CHAPTER XI.

It will readily be seen that to take firmly the position that realities may be devoid of materiality involves a great deal, and those who endeavor to prevent this thought from taking root in any particular mind are apt to hold up before him examples of the immaterial which are not real. Most dreams are of this nature. Their confused outlines make temporary impressions on the memory and are then forgotten. But we have not to do with such as these. We recognize that real things may be material, such as certain houses, lands, or mountains, and that unreal things may be immaterial, like passing dreams just spoken of; but the immaterial which is none the less real is what we bring into view. And if we are ready to admit, or to go further and declare, that reality and materiality are not necessarily conjoined, we are then ready to give a fair hearing to the statement that a real but immaterial world, inhabited by real but immaterial beings, is in closest relations with our own.

These real but immaterial beings, because they are real and intelligent, are possessed of the primal attributes of all intelligent beings: they have memory, feeling, emotion, will.

In power they differ widely from each other, and in their essential character there are as many shades of difference as with mortals.

Let us speak first of their power. This is mostly exercised in their own field, that of the immaterial, yet to suppose that it is any the less real in its effects upon our lives is to forget how small a part our senses directly play in influencing our motives. The end and object of our efforts may be to obtain the means to gratify our senses or those of our friends, but the process through which we are obliged to work is so complicated, it involves the play of so many forces, it brings us into relations with so many people, each with his own plans and purposes, that we are continually making decisions based upon what we consider as probable, rather than certain, results. This is the opportunity of the spirits, and we often discover that all our efforts have simply tended to the advancement of others, while we are left in the lurch. The man who keeps his temper under such circumstances may be favored by the receipt of a thought-message. It enters his mind as ideas do, with a flash, and if he is wise he will carefully elaborate it into words. I have been working for myself only, bending everything as far as possible to my own enrichment. Others have been doing the same. What right have I to complain if they have done with me, by their superior power and foresight, what I have tried to do with them? None at all.

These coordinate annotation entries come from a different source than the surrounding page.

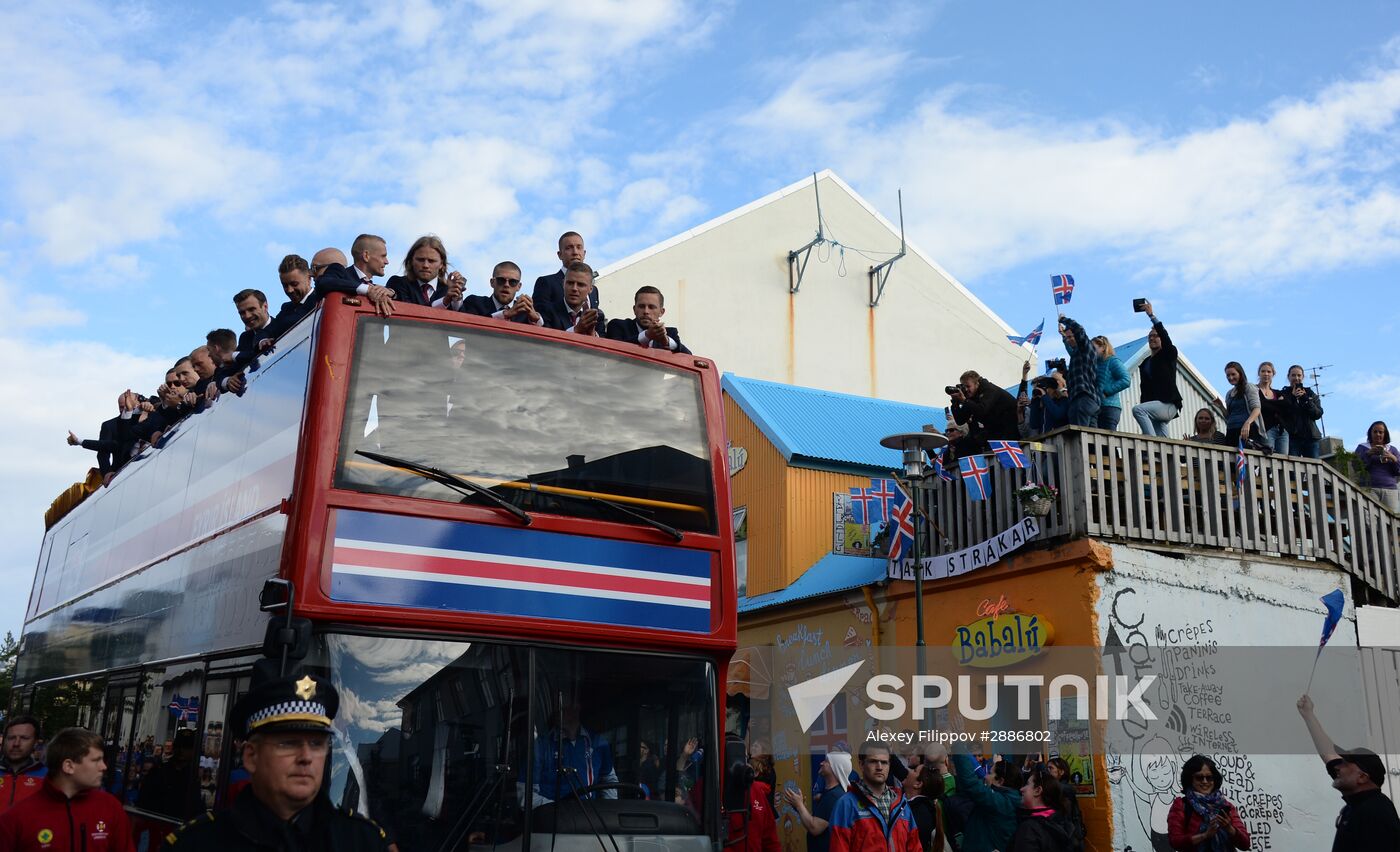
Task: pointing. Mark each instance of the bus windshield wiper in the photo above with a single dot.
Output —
(622, 509)
(452, 481)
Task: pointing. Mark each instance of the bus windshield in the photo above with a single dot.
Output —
(548, 427)
(454, 744)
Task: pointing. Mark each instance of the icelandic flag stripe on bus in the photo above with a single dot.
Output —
(444, 564)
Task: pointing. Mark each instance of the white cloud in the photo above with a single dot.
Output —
(1309, 183)
(60, 386)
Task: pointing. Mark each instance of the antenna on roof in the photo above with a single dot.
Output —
(879, 274)
(805, 252)
(1312, 374)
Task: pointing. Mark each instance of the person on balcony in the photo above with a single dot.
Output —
(987, 410)
(1382, 463)
(1302, 410)
(1206, 428)
(1157, 381)
(1082, 375)
(1113, 381)
(1271, 403)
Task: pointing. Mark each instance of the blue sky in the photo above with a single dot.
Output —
(1232, 161)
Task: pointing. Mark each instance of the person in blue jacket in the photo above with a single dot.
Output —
(1113, 381)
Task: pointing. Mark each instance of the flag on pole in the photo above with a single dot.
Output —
(977, 476)
(860, 504)
(900, 526)
(1008, 452)
(938, 466)
(882, 497)
(1333, 600)
(1033, 339)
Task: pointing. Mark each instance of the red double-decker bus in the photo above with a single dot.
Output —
(508, 547)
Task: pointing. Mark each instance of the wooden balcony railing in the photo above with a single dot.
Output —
(1175, 494)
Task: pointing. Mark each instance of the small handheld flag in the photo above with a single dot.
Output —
(860, 504)
(1334, 602)
(976, 476)
(900, 526)
(882, 498)
(1008, 452)
(1033, 339)
(938, 466)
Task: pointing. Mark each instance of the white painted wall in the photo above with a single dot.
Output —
(725, 286)
(1234, 602)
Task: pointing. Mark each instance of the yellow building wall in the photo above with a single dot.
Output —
(760, 488)
(1057, 584)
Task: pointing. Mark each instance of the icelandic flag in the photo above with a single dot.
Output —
(938, 466)
(1033, 339)
(185, 710)
(882, 498)
(860, 504)
(1008, 452)
(1333, 600)
(900, 526)
(976, 476)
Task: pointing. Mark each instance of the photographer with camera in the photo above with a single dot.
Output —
(1049, 402)
(987, 412)
(1082, 375)
(1157, 378)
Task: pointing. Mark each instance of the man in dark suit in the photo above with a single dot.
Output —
(647, 329)
(549, 290)
(332, 273)
(504, 302)
(252, 309)
(424, 280)
(577, 316)
(294, 274)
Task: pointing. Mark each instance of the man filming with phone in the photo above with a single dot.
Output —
(987, 412)
(1161, 400)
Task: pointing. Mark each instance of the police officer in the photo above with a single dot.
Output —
(286, 730)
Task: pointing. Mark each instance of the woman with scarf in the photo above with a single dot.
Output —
(1203, 820)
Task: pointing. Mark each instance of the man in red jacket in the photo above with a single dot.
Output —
(70, 812)
(762, 828)
(874, 816)
(20, 774)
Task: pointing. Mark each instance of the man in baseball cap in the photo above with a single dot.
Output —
(286, 732)
(1368, 819)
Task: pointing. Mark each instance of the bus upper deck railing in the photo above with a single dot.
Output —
(1179, 494)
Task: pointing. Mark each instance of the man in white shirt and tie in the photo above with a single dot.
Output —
(577, 316)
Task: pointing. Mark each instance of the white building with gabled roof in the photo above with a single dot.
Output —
(727, 288)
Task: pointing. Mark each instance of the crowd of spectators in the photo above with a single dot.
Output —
(564, 301)
(1087, 391)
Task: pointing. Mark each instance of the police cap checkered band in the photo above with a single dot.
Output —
(289, 712)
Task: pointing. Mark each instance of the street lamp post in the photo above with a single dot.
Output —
(913, 445)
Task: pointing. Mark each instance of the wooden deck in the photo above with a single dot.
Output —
(1180, 495)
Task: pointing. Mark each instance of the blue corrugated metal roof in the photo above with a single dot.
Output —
(822, 426)
(833, 572)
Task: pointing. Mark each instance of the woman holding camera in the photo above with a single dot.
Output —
(1201, 817)
(1271, 407)
(1242, 409)
(1113, 379)
(1382, 463)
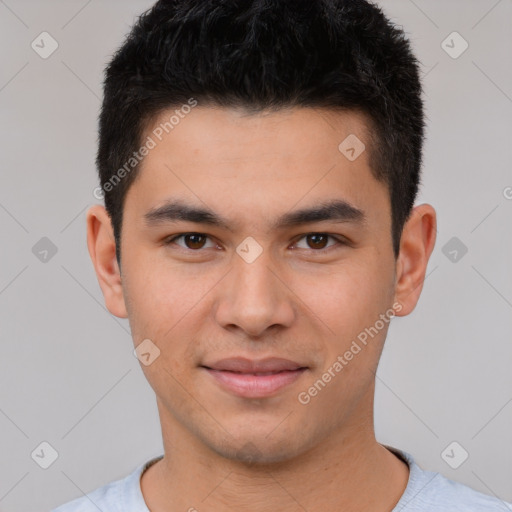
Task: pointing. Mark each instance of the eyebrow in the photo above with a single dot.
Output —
(176, 211)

Morally we are on the same level. Let this misfortune be a lesson to me. Henceforth I will at least make an effort to do as I would be done by.

As he makes this resolution, a warm glow suddenly pervades his being. He feels at once lighter and stronger, and then perhaps he does a little thinking for himself. "If I believed in angels, I should say that they were near, and touched me then; I never felt anything like it." Little does he suspect the truth, that the whole idea which he so carefully elaborated in his mind had been flashed into it from without by an angel-friend, and that when it had borne its natural fruit in a good resolution, it became possible for the same friend to convey to him a touch of her own delight.

It may be objected that illustrations like these prove nothing as to the source of the experience; that to deny that invisible intelligences so play upon men is as rational, or more so, as to say they do. But we are not limited to such comparatively indefinite evidence. For nearly fifty years it has been permitted, or commanded, or both, that these invisible beings should demonstrate the reality of continued existence, and they have been doing so in a great variety of ways. For particulars, reference is made to the periodical literature devoted to the subject, and to the scores of books which have been written upon it.